The first report Lorenzoni presented on 9 November criminalised "caixa 2" and proposed integrity tests for public agents with solely administrative consequences, while the original text had proposed criminal and civil lawsuits.[15]
The second report, presented on 21 November, typified the crime of "caixa 2", with sentences of two to five years for people who use non-declared resources in electoral campaigns.[16] These changes were seen as a way for politicians who used "caixa 2" before the change in law to seek amnesty, although the report had not proposed the amnesty directly.[17] Also, vote selling was typified as crime. This version had 17 measures.
Lorenzoni's third report on 22 November decreased the number of measures from 17 to 12, removing those that mentioned popular lawsuits and international cooperation pleas.[18]
The fourth report, with 20 changes from the previous one, was presented on 23 November. Among the changes there were: raising the minimum amount required for active and passive corruption to be considered a major crime from 100 to 10,000 minimum wage equivalents (about R$8.8 million); removal of the time to set up investigations and finish denounces; prosecuting those who practice it in the name of a candidate (in addition to the candidates themselves, their political parties and donors).[19] The Committee unanimously approved this version the same day, with 30 votes in favour.[20]
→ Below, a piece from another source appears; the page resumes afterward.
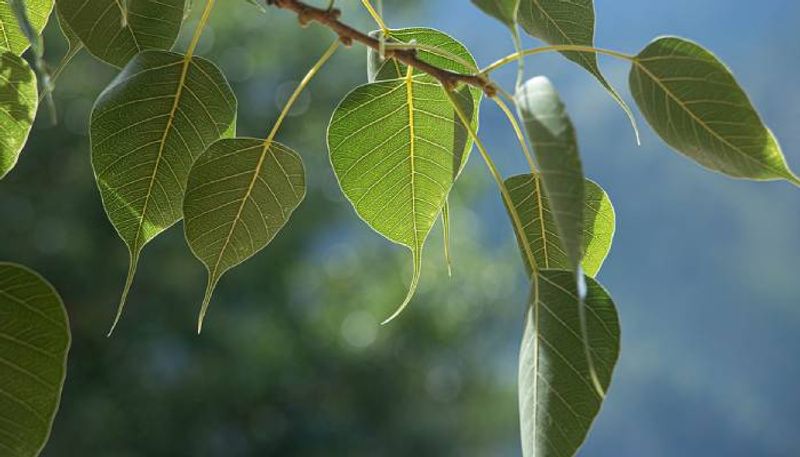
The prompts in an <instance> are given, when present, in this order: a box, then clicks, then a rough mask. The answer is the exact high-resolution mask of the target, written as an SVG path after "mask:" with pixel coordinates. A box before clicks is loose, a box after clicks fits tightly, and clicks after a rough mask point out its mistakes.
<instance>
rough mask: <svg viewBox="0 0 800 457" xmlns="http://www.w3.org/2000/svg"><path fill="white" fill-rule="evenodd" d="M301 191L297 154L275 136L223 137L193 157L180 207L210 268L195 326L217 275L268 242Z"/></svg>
mask: <svg viewBox="0 0 800 457" xmlns="http://www.w3.org/2000/svg"><path fill="white" fill-rule="evenodd" d="M305 193H306V184H305V171H304V170H303V162H302V160H301V159H300V156H299V155H298V154H297V153H295V152H294V151H292V150H291V149H289V148H288V147H286V146H284V145H282V144H280V143H276V142H274V141H265V140H259V139H255V138H232V139H222V140H219V141H217V142H215V143H213V144H212V145H211V146H210V147H209V148H208V150H207V151H206V152H205V153H203V155H201V156H200V158H199V159H198V160H197V162H195V164H194V166H193V167H192V170H191V173H190V174H189V182H188V186H187V189H186V197H185V199H184V203H183V212H184V218H185V219H184V225H185V229H186V239H187V241H188V242H189V247H190V248H191V249H192V252H193V253H194V255H195V256H196V257H197V258H198V259H200V261H201V262H203V264H205V266H206V269H207V270H208V287H207V288H206V295H205V298H204V300H203V306H202V311H201V315H200V320H199V324H198V331H199V330H200V328H201V326H202V322H203V318H204V316H205V313H206V310H207V309H208V304H209V302H210V300H211V294H212V293H213V291H214V288H215V286H216V284H217V282H218V281H219V279H220V277H222V275H223V274H224V273H225V272H226V271H228V270H229V269H231V268H233V267H235V266H236V265H239V264H240V263H242V262H244V261H245V260H247V259H248V258H250V257H252V256H253V255H255V254H256V253H257V252H259V251H260V250H261V249H263V248H264V247H265V246H266V245H267V244H268V243H269V242H270V241H272V239H273V238H274V237H275V235H276V234H277V233H278V232H279V231H280V229H281V228H283V226H284V225H285V224H286V222H287V221H288V220H289V217H290V216H291V215H292V212H293V211H294V210H295V209H296V208H297V207H298V206H299V205H300V202H301V201H302V200H303V198H304V196H305Z"/></svg>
In October 2016, Lorenzoni supported the decision of the Supreme Federal Court of allowing the prison of defendants convicted in second instance, and said the will include it among the anti-corruptions measures. "What are we gonna do? We're gonna bring this decision of the Supreme Federal Court and put in the final report. In other words, from now on, there is a decision of the Supreme Court and in a few months there will be, in the Brazilian Code of Penal Procedure, the same decision confirmed in a law by the Brazilian parliament", he said.[21] [22]
In November 2016, Lorenzoni opposed "caixa 2" amnesty,[23] along with Deputies Fernando Francischini (SD-PR),[23] Alessandro Molon (REDE-RJ),[24] Vanderlei Macris (PSDB-SP),[25] Carlos Sampaio (PSDB-SP),[25] Joaquim Passarinho (PSD-PA),[25] and Senators Alvaro Dias (PV-PR)[26] and Ana Amélia Lemos (PP-RS),[27] listening to the claims of the civil society that signed for the approval of the 10 Anti-corruption Measures, and of the Public Prosecutor's Office, author of the bill.[23]
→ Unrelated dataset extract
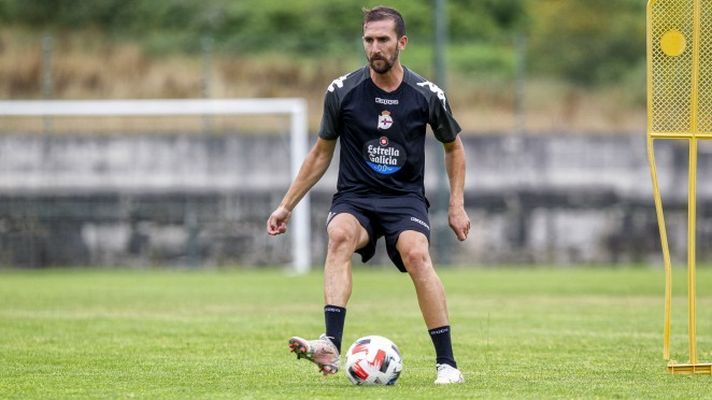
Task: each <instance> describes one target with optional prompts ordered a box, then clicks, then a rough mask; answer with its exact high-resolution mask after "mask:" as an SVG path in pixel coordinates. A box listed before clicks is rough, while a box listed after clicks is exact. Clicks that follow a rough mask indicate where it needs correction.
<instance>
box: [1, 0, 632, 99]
mask: <svg viewBox="0 0 712 400" xmlns="http://www.w3.org/2000/svg"><path fill="white" fill-rule="evenodd" d="M377 4H381V1H380V0H368V1H365V2H364V0H340V1H333V0H290V1H289V2H285V1H282V0H239V1H234V0H174V1H168V0H162V1H155V0H42V1H27V0H0V23H4V24H8V23H11V24H14V25H20V26H25V27H30V28H35V29H41V30H42V31H46V30H48V29H49V30H56V31H65V30H89V31H92V32H96V31H99V32H103V33H104V34H105V35H107V37H109V38H114V39H116V40H128V41H138V42H140V43H141V44H142V45H143V47H144V48H145V49H147V50H148V51H150V52H151V53H154V54H166V53H175V52H200V51H201V42H202V40H203V38H205V37H206V36H209V37H210V38H211V39H212V43H214V49H215V51H219V52H223V53H225V54H228V55H239V56H241V57H245V56H256V55H257V56H259V55H260V54H265V53H282V54H290V55H293V56H297V57H308V58H314V59H319V58H323V59H328V58H344V57H346V58H349V59H356V58H358V59H360V57H361V54H360V51H361V50H360V40H359V37H360V32H361V21H362V15H361V8H362V7H364V6H365V7H371V6H374V5H377ZM389 4H390V5H392V6H394V7H396V8H398V9H399V10H400V11H401V12H402V13H403V15H404V16H405V19H406V25H407V29H408V36H409V37H410V39H411V44H412V45H413V46H416V47H418V48H419V47H430V46H431V45H432V33H433V20H434V18H433V12H434V2H433V0H410V1H408V0H393V1H391V2H389ZM644 7H645V1H643V0H616V1H609V0H566V1H564V0H449V1H447V12H448V24H449V36H450V39H449V41H450V43H451V45H452V48H451V49H450V51H449V62H450V68H452V69H454V70H455V71H457V72H460V73H463V74H469V73H480V72H482V73H493V74H497V75H500V76H502V75H504V76H506V75H513V71H512V70H513V68H514V66H513V65H514V63H513V61H512V60H514V59H515V58H516V56H515V55H514V54H513V53H514V52H515V46H513V41H514V38H515V37H516V36H517V35H520V34H521V35H523V36H524V37H526V38H527V43H528V51H527V55H526V60H527V65H528V66H527V69H528V71H527V74H528V75H532V74H535V75H547V76H550V77H554V78H555V79H563V80H566V81H569V82H573V83H575V84H580V85H595V84H608V83H618V82H620V81H621V80H625V79H628V77H629V75H630V73H631V71H639V68H637V66H639V65H640V63H641V60H642V59H643V58H644V46H645V45H644V43H645V42H644V26H645V25H644V24H645V19H644ZM425 51H427V50H415V51H414V52H416V53H419V54H424V52H425Z"/></svg>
In November 2016, in an interview in the Brazilian TV show Roda Viva, Deputy Lorenzoni reaffirmed his opposition to legal immunity. "There is, in the country, a feeling of impunity. I hope the Congress take this moment to make a conciliation with the streets. The parliamentaries need to have capacity and humility to listen to the voice of the streets".[28]